The US House has ratified an agreement governing oil and gas development along the US-Mexico border, possibly breaking the moratorium on production here and adding in a controversial clause that exempts companies from divulging payments made to foreign governments.
The US-Mexico Hydrocarbon Transboundary Agreement (TBA) sets up a framework for joint development of oil and gas assets on the shared border in the Gulf of Mexico by US companies and Mexico’s state-run Petroleos Mexicanos (Pemex).
About 1.5 million acres and an estimated 172 million barrels of oil and 304 billion cubic feet of natural gas are covered by the agreement.
This area could ostensibly be freed up for leasing, as the legislation effectively ends a treatise moratorium on production here.
There is one glitch, however: While the Republican-led House bill passed by a vote of 256 to 171 (with only 28 Democrats voting in favor), there is an alternative bill in the Senate, which does not include the disclosure exemption, and which the Obama administration favors. Before anything is implemented, these two versions will have to come together somehow.
The controversy has to do with the Dodd-Frank Act. The Dodd Frank Act Section 1504 requires US companies to disclose payments to foreign governments, subnational governments and the federal government.
Opponents of the act, which is pretty much everyone making money on government contracts, say it harms the competitiveness of US companies in the face of foreign companies who are not made to stand up to the same scrutiny.
Related Article: Mexican Answer to US Natural Gas Slump
The other argument in favor of the exemption is that Pemex is 100% state-owned and the Mexican government may prohibit the very disclosure required by the Dodd-Frank Act, thus rendering US companies less competitive. Companies who are not required to disclosure payments may have the advantage in winning contracts.

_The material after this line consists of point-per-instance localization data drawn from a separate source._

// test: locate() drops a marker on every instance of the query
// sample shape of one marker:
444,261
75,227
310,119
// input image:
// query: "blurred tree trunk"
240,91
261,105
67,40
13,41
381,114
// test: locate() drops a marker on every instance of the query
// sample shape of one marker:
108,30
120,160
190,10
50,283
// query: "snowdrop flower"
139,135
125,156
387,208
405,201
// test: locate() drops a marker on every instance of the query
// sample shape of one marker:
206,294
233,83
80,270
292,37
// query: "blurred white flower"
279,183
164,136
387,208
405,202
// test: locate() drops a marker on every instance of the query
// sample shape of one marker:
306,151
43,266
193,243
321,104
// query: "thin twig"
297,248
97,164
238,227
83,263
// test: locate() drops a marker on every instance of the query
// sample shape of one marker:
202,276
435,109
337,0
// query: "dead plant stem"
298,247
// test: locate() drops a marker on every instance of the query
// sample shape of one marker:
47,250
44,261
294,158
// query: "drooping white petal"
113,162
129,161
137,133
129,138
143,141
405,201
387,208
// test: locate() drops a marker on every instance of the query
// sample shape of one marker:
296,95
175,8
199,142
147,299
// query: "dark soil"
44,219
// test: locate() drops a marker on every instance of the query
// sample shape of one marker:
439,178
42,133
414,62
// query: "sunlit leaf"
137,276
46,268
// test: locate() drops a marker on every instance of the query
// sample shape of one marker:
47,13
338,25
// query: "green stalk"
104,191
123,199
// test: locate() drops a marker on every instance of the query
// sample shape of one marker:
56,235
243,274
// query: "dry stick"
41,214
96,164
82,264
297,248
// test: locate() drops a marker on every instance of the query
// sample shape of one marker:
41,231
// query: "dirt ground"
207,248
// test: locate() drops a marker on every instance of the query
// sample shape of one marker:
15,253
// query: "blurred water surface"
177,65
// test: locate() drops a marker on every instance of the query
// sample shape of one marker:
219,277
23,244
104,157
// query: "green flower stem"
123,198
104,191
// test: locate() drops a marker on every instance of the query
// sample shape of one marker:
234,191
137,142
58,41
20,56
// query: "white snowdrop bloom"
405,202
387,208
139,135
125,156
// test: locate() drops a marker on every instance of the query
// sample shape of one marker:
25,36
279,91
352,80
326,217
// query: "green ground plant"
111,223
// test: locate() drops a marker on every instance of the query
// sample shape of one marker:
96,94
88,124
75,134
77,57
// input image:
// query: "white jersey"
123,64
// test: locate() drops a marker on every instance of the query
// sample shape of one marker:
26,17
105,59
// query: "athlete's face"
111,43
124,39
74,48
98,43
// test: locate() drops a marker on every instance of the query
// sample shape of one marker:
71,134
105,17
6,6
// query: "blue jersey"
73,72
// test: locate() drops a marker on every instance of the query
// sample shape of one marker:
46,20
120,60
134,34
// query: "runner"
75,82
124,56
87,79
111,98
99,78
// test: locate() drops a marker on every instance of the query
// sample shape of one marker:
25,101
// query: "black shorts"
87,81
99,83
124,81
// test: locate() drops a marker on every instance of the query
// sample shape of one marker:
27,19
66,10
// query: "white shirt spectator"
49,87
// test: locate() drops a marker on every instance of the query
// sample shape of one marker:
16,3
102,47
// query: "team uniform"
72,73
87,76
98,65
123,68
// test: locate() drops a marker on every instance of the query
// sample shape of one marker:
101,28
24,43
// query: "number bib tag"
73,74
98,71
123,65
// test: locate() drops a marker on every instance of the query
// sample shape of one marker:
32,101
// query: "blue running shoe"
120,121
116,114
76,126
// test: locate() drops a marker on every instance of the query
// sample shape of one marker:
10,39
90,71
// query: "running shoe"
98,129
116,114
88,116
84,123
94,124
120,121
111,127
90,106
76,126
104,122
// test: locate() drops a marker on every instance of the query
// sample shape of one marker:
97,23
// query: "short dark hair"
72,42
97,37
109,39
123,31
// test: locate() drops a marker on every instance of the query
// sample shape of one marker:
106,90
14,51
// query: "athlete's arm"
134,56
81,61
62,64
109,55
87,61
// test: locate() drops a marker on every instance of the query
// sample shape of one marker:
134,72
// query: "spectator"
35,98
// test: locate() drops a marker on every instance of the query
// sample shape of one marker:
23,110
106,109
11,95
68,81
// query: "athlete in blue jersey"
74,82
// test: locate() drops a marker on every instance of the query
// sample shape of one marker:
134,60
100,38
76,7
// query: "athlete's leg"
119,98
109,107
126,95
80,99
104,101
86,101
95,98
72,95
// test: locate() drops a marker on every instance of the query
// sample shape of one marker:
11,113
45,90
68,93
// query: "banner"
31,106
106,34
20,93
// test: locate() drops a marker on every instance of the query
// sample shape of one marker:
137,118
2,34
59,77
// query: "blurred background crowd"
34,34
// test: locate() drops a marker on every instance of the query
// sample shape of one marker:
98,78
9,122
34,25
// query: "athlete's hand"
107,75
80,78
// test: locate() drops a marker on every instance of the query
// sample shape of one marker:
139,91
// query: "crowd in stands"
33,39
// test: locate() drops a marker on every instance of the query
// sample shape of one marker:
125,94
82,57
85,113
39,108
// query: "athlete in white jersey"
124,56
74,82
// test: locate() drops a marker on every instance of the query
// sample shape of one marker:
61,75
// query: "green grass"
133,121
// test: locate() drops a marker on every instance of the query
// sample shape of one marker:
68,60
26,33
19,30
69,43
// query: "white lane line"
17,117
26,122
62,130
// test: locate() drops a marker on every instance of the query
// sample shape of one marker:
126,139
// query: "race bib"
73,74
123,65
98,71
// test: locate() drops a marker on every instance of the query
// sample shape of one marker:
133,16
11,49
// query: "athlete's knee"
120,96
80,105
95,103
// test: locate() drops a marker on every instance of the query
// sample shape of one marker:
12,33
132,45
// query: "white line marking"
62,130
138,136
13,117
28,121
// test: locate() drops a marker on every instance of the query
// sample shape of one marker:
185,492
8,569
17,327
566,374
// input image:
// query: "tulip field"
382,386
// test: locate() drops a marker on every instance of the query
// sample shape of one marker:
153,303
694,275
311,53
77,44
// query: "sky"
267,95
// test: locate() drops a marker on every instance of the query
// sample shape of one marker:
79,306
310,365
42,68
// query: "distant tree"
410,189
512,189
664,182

Democrats are worried that it will reverse any progress made towards greater transparency and preventing government corruption, which was the intention of the Dodd-Frank Act in the first place.
From the White House’s perspective, the House version of the bill “negatively impacts US efforts to increase transparency and accountability,” and while Obama has not said he would veto the bill, the administration is hoping to amend it before it’s implemented.
What they are really concerned about is what this might mean beyond Mexico. It could set a precedent for repealing Section 1504 of the Dodd-Frank Act for other countries, which could harm national interests, as well as shareholder interests.
Democrats believe the Senate will not pass the House bill without amending this exemption.
The US-Mexico TAP was brokered by the two countries in February 2012, and it’s gotten pretty far, pretty fast. If we can get past this last hurdle, it could be a boon for Pemex. The state-run company is eyeing the deep-water Perdido fold belt, which could have the potential to expand Mexico’s stagnating domestic production.
Related Article: A Surprising New Twist in the U.S. Natural Gas Market
Last summer, Pemex announced a major discovery of crude oil in the Perdido fold belt, with preliminary estimates that the company’s Trion-1 well contained 350 million barrels of oil equivalent (proved). The well is about 39 kilometers south of US waters.
At the time, Pemex noted that the discovery “increased certainty towards the recovery of prospective resources in the Perdido area project which have been estimated at up to 10 billion bbl of oil equivalent, and could potentially allow Mexico to increase its oil production platform in the medium and long-term.”